The Fall Of Troy @ Sound Control
Words & photos: Frederick Apps
The lead singer of Terrible Love from London performed their entire set immersed in the audience in Sound Control’s middle bar and thank god he did. As photographer tonight, I was able to capture him under the fire escape lights, with a blackened stage cloaking the rest of the band in darkness. He was very athletic and had a notion of the Future Islands vocalist Samuel T Herring about him, but with a much harder hitting edge in his delivery. Technically a good band with a message to spread about a fat sounding semi prog/rock revival, they were certainly different to Fall Of Troy and it helped diversify the evening.
In drumming terms it wasn’t all double bass drum beats and relaying drum rolls, which usually amounts to nothing when played in the wrong place. This was a more reserved performance, with no disappearing up the darker end of ones torso for the sake of playing aggressively, but an attacking rock group with lots of changes from verse to chorus that kept things entertaining.
As for Tiny Moving Parts who followed, I don’t think the name gives justice to a great band with exciting prospects. As usual, the American bands never fail technically and this outfit wasn’t any different. The Minnesota act helped us to achieve a sense of narrative with their set through some strong song writing. You could actually sing along within the first verse and chorus of most songs, but they also had a power about them which identified their themes and personality, striking the balance between accessible melodies and a forceful thump. The lead singer was strong in character, always smiling to the audience which gave over a great sense of self-worth and enjoyment about what they were bringing to us. This band is certainly on the up and there is no dodging around.

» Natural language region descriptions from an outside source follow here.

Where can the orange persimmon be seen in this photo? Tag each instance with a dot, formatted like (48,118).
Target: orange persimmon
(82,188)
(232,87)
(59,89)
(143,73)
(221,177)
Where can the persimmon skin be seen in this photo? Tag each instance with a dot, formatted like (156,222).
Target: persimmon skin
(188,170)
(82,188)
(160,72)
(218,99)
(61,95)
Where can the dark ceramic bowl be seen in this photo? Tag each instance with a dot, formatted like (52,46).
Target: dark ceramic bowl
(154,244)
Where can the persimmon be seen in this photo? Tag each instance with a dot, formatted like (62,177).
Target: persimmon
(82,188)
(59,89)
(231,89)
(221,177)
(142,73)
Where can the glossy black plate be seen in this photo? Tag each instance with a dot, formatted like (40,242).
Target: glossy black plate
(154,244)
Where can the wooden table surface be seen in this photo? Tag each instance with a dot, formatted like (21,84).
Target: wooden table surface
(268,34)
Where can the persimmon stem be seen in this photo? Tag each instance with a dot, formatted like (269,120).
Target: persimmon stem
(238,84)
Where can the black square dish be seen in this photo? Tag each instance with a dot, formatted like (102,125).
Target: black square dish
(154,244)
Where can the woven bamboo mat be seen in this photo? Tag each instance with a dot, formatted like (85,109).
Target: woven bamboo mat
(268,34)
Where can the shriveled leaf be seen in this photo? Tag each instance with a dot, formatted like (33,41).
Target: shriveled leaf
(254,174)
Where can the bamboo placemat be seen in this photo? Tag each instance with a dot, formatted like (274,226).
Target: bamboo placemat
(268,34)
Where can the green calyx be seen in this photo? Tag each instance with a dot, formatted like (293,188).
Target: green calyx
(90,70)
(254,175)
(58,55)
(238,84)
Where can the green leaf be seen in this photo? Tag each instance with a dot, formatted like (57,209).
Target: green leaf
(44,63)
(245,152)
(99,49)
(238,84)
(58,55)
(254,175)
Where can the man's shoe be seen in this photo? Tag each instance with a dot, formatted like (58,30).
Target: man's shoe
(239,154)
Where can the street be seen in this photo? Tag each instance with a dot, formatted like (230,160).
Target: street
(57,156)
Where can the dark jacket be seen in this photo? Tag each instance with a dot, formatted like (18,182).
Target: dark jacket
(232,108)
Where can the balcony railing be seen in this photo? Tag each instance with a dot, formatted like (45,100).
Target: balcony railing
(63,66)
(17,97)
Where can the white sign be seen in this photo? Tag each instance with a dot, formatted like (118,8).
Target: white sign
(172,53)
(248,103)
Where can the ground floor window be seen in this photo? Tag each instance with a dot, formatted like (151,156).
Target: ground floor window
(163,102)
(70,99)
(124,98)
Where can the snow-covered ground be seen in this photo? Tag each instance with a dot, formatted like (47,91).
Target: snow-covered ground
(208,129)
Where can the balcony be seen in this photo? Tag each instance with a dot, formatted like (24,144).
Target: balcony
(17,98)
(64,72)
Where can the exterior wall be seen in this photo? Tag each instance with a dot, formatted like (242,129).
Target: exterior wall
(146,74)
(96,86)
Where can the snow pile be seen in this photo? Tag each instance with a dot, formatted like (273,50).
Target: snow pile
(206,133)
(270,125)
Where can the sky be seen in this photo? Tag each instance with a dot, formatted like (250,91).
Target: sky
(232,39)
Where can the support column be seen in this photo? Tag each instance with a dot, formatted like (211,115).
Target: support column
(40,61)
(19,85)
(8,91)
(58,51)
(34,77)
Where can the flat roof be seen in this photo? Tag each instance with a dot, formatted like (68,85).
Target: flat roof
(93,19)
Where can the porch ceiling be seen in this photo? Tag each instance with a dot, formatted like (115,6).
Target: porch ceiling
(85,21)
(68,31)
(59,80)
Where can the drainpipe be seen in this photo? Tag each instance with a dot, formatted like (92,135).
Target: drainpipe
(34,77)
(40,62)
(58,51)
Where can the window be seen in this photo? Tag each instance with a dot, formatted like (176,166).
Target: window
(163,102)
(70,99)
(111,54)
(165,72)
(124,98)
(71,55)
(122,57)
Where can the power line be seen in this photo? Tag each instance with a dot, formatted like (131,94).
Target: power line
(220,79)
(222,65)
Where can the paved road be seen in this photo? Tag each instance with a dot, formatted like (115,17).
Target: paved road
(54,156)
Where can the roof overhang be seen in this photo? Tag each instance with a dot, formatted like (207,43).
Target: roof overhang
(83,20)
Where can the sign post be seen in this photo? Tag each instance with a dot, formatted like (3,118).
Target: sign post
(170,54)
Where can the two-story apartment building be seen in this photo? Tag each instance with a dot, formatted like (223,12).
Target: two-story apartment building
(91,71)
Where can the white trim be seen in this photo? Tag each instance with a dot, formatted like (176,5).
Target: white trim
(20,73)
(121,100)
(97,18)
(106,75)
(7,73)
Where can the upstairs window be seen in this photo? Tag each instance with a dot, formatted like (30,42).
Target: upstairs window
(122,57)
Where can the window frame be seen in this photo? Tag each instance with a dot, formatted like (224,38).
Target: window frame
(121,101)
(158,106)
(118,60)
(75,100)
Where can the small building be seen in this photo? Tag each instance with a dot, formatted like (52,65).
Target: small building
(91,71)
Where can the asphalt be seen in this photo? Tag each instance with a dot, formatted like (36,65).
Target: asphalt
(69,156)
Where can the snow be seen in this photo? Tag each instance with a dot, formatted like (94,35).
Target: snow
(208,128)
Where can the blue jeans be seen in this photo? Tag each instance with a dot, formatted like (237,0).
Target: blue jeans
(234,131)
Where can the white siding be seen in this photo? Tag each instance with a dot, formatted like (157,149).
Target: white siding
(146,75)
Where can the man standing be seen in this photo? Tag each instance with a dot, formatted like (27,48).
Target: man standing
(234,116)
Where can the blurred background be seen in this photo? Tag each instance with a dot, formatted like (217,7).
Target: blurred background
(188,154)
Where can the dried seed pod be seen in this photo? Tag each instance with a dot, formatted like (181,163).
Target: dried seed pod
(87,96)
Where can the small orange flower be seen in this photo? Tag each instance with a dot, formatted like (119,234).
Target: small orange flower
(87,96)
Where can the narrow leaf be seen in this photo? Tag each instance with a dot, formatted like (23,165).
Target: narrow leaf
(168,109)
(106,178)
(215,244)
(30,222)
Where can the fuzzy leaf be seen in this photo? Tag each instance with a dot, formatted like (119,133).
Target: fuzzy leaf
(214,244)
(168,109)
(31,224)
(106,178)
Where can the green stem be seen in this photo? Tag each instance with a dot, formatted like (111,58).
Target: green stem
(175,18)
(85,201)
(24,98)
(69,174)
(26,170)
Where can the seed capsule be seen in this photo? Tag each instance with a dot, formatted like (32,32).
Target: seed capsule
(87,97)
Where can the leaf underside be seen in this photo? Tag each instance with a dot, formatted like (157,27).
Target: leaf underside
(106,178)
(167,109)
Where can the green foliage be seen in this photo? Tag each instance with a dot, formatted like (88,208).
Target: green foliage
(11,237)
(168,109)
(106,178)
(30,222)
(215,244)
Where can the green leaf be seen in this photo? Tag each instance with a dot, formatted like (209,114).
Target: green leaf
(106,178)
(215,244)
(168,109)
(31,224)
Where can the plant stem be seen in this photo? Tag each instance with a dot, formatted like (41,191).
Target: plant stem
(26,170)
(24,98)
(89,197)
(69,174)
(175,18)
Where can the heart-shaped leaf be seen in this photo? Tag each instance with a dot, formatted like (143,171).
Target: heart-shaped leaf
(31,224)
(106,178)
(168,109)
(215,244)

Fall OF Troy are no strangers to the stage and the venue neither justified them or gave the band the strength of size in the small room. This band deserves bigger. Charging through their set with a grace and power, there was no shortage in dynamic variety – in particular for drummer Andrew Forsman for whom you would need a small dictionary to ably describe the essences of his playing.
They treated the crowd to a distinct performance thanks to their progressive and lively sound. Fronted by a strong personality in lead singer/guitarist Thomas Erak, they provide lots of lovely expression and sudden anger mixed with posturing more akin to of those from the school of dance and ballet up the road from here.
It was technical and drew the crowd in. For those of you who yearn for musicality, powerful song writing and a-guts-on-the-floor abrasiveness in music then this is the kind of band which can tick all those boxes. Go see them for yourself so that you can share the belief with them. Invention is still out there.